MPs Insist They Don’t Want A £7,600 Pay Rise. That’s Not What They Said In Private.

Meanwhile, salaries remain frozen in most public sector jobs.

1. Britain’s members of parliament are about to get a £7,600 pay rise.

Reuters Tv / Reuters

MPs are set to enjoy an 11 per cent pay rise to £74,000 in 2015. The proposal, which is due to be officially published on Thursday, will be offset by reductions in the value of MPs’ pensions, according to The Sunday Times.

2. Meanwhile, nurses and teachers are still subject to pay freezes as a result of austerity measures.


The majority of public sector workers will see their pay packet rise by a maximum of one per cent a year until 2015-16, as part of the government’s austerity measures.

3. The leaders of the three major political parties have stated their opposition to the pay rise plan, while a handful of MPs have already pledged to refuse the extra money.


If you watched today’s TV or radio coverage then you’d get the impression that this is being imposed on MPs against their will, with only a few parliamentarians being brave enough to speak up in favour of a bigger pay packet.

4. But hang on, what happens when you ask MPs anonymously? Well, most admit that they do want a pay rise.

At the end of last year YouGov asked 100 MPs to give their honest opinion on pay, with a guarantee that their views would not be made public.

Most felt they deserved more money.

5. And most MPs were after a bigger pay rise than the one they’re going to get – a 32 per cent pay increase to £86,000 a year.

Just a fifth of MPs felt their pay should be frozen or reduced.

6. …with Conservative MPs who responded feeling their salaries should be close to £100,000 a year.

7. MPs’ anonymous responses reveal a belief that they’re not paid enough compared to successful businesspeople or headteachers.

Media commentators should shadow a week in the life of an average MP to understand the pressure, breadth of knowledge and social skills that are required to do the job. They have no idea.

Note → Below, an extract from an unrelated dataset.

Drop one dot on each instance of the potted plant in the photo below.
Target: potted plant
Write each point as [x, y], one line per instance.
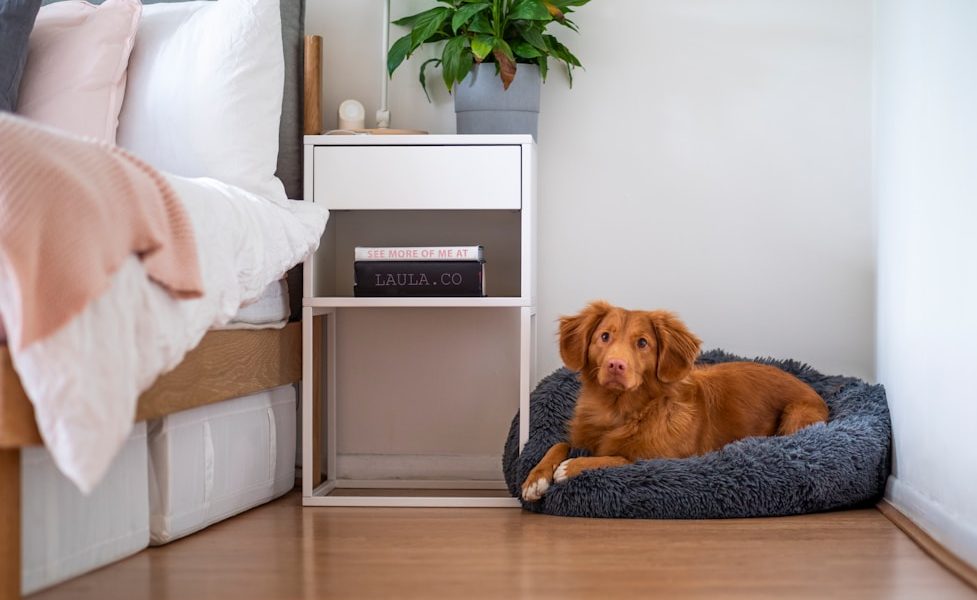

The costs associated with doing the job should be recognised. For example, we receive endless requests for raffle donations, breakfasts, teas, dinner, lunches etc. We frequently have to entertain people. And we spend money on things which cannot be claimed back.

If MPs were paid more there is less likelihood of them needed to take second jobs. The quality of MP will reduce if the pay does not improve and if the public continue to despise them

11. The problem is, MPs don’t have any control over their pay. It was taken out of their hands as a result of the duck houses.

Following the 2009 expenses scandal – all control of MPs pay and expenses was handed to a new body: the Independent Parliamentary Standards Authority.

It was supposed to depoliticise the decision-making process, analyse the situation and come up with a fair settlement to please everyone.

12. But instead the organisation has decided that MPs deserve more money. Which is awkward.


Meanwhile, a large number of MPs are quietly hoping that the change goes ahead as planned.